Even to attempt the following practice will reveal more to you about yourself than reading a thousand books on spiritual realization. To begin with, we usually demand from others those interior qualities that we are in short supply of ourselves. For instance, it is impatience that leaps to judge impatience. Unkindness finds others unkind -- and tells them so in no uncertain terms. Arrogance despises pride and makes sure that the proud know they are dreaming of unreal heights. On and on churns this cycle of disharmony until we go to work on ourselves, implementing the kind of true self-transforming principles that follow.
Whatever it may be that we find wanting in someone else, we must learn what it means to give that very thing to him or her.
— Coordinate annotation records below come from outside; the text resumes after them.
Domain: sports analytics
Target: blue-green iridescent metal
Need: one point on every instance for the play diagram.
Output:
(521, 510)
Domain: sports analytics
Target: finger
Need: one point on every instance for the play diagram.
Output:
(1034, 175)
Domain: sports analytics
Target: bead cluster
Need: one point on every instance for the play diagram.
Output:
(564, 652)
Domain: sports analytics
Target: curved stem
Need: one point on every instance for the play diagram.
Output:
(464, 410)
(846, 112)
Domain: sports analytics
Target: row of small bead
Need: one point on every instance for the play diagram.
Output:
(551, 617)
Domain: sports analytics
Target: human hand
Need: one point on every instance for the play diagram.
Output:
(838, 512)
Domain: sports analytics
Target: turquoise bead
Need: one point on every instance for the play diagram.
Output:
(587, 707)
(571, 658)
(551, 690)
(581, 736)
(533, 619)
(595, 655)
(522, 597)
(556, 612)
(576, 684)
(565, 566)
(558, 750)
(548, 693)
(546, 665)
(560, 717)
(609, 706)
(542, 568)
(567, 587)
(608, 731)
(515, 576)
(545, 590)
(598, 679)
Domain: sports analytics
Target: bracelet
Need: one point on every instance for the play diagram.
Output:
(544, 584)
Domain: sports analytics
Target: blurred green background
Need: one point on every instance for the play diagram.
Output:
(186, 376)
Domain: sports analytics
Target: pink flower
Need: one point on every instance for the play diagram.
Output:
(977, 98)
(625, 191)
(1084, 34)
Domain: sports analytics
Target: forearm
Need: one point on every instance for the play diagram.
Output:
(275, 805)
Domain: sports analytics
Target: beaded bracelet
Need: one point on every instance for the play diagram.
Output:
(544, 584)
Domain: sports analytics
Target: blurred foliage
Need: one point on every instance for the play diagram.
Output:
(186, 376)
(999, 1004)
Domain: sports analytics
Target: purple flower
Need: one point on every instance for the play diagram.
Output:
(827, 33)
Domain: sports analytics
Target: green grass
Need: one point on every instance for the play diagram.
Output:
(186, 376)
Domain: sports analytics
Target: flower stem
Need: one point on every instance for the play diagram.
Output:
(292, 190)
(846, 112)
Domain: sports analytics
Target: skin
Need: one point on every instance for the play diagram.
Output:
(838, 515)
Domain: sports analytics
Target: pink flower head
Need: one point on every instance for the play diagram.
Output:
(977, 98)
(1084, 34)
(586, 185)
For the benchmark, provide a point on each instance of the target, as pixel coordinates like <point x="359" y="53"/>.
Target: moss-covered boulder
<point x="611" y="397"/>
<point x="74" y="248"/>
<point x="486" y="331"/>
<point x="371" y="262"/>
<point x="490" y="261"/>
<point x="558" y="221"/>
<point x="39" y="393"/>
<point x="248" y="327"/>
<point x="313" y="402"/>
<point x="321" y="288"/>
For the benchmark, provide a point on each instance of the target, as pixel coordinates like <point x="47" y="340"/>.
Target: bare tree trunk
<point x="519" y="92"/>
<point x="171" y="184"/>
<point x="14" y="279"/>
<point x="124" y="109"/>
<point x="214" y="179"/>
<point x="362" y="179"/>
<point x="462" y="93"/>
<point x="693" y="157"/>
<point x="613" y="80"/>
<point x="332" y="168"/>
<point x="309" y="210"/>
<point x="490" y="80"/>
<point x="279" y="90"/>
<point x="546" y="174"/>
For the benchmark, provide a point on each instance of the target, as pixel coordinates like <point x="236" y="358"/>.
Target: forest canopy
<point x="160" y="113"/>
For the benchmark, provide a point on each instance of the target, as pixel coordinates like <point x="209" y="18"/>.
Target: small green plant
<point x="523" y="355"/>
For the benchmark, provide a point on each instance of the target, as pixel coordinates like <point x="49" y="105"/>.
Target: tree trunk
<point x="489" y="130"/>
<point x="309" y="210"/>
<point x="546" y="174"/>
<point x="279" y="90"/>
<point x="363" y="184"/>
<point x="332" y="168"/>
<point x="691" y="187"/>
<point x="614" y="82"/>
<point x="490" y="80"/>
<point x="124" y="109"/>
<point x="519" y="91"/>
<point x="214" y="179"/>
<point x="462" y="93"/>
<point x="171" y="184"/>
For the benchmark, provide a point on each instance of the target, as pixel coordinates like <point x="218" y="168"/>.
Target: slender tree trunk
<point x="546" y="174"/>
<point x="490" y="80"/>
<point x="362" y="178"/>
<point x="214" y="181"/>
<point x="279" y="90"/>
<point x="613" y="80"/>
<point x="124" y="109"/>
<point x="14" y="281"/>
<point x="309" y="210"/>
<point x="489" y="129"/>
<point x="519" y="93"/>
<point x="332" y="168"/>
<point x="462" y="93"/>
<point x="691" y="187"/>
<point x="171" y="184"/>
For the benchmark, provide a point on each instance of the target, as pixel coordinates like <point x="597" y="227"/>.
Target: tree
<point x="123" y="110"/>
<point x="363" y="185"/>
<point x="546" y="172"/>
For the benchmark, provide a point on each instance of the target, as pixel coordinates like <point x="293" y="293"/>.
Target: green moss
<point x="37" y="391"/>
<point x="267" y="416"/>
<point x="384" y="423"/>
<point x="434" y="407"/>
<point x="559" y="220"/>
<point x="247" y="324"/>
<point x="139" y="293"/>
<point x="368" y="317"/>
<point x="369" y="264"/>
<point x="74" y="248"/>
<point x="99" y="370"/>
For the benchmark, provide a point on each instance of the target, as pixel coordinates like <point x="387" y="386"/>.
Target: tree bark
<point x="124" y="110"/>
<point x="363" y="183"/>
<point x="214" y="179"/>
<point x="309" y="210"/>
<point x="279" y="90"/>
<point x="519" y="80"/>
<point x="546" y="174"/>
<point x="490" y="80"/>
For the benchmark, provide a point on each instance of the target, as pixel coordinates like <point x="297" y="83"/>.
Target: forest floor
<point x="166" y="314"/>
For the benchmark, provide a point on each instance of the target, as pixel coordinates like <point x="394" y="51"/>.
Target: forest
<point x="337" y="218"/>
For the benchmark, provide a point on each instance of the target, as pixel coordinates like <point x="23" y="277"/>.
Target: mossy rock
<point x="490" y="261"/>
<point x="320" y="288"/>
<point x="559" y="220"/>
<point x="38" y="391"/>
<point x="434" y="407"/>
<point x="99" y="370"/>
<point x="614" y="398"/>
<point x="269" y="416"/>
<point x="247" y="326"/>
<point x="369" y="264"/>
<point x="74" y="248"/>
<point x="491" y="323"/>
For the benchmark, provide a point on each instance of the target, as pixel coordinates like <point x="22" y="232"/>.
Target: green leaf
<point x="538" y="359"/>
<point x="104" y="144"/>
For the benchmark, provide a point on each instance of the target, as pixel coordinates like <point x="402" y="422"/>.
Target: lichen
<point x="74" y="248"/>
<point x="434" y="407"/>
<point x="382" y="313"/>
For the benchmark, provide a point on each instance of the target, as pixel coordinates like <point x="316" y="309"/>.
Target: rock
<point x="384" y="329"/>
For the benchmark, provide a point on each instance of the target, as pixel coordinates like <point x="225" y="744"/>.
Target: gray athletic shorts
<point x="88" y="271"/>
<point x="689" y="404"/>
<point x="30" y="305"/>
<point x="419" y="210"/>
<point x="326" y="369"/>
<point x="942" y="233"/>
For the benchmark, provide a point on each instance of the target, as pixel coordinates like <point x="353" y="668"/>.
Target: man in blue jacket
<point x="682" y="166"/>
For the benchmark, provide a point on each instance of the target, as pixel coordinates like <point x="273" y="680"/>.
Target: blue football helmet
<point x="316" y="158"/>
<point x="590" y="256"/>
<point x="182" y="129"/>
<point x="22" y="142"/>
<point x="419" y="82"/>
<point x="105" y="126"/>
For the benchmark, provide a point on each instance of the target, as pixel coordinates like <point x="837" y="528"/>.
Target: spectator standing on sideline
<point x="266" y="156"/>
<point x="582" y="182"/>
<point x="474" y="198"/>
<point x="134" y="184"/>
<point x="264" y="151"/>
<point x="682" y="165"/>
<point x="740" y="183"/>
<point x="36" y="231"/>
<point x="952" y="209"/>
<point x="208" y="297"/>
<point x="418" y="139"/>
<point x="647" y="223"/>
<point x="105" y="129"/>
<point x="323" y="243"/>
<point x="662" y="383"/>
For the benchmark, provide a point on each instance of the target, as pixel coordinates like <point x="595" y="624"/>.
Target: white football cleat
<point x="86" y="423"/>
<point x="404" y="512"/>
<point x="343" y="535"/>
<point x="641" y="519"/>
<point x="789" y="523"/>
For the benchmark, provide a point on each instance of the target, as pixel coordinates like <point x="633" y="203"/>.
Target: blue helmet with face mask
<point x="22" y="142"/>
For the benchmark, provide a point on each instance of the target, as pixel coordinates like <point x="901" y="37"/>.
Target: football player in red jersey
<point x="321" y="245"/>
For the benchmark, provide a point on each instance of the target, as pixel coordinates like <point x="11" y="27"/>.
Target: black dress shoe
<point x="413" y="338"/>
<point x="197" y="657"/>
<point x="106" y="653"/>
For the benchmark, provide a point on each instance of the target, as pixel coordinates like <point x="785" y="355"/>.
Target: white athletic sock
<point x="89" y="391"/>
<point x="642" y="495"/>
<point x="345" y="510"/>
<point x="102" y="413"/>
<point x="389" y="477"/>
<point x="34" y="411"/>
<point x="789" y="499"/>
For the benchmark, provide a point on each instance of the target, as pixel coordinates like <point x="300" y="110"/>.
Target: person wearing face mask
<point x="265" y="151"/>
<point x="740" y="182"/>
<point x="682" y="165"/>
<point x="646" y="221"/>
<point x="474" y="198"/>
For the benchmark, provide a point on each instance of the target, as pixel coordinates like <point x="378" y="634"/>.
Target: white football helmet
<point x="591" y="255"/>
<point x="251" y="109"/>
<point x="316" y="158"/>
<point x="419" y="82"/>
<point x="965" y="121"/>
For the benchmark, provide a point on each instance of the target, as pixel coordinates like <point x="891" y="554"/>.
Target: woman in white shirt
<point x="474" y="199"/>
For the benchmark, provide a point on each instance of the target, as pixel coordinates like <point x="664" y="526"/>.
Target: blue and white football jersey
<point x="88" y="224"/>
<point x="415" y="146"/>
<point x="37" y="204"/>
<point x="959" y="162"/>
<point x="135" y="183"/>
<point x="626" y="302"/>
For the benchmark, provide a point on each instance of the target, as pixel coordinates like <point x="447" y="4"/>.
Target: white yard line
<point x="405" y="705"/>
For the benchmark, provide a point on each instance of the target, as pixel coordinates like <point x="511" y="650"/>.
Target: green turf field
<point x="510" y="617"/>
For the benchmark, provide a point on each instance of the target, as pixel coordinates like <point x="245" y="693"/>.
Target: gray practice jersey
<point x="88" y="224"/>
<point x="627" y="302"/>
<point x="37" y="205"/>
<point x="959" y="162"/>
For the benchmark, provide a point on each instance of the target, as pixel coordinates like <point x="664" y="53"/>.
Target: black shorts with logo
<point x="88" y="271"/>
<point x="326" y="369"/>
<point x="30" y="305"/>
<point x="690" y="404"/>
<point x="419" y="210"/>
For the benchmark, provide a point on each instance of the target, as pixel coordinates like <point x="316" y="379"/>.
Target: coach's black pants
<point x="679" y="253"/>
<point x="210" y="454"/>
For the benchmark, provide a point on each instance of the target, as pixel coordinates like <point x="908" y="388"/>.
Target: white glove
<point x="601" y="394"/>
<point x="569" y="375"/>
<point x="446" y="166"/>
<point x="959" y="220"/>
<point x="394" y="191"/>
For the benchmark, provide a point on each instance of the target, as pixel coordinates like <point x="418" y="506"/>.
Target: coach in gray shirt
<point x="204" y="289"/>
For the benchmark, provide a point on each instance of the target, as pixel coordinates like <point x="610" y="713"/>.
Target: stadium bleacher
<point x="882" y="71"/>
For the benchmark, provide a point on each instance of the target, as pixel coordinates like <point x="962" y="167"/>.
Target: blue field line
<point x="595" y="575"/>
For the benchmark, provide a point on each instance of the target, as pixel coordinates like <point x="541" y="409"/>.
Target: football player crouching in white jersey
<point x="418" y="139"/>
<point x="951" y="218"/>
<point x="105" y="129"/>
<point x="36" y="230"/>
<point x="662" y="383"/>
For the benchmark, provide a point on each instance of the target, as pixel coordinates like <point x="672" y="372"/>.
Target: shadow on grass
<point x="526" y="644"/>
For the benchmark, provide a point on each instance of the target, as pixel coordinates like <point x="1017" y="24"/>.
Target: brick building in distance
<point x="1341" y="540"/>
What we would have from others, or have them be towards us, we must provide or be ourselves.
For instance, if we really want the person we are with to be open with us, we must first open up ourselves. When we know we tend to be critical of others because they don't show us the respect we would have, we must show these same people the respect we want.
Now, add to these thoughts this last idea: Sometimes what we want from others, they just don't have within themselves to give. We make demands, for instance, that someone understand us when, at that point in his development -- for whatever reason -- it's impossible that he could. But wanting what we want, we act as though we are weary with him and become condescending. This behavior on our part only convinces the person in question of his own shortcomings. What can we do instead?
Give to him what we have of ourselves instead of taking away what little he has in himself. To give the fruit of such a conscious interior labor is to receive the goodness we ask for.
This exercise in harmonious human relationships takes a great deal of attention and, more important, a great deal of being tired of finding everyone around us not as good as ourselves. Our real spiritual growth -- our self-transformation -- depends upon what we are willing to give, and not upon what we feel we are owed.
Put these ideas to work. You will be shocked and amazed at your discoveries, and you will benefit from the healing that they bring to your relationships.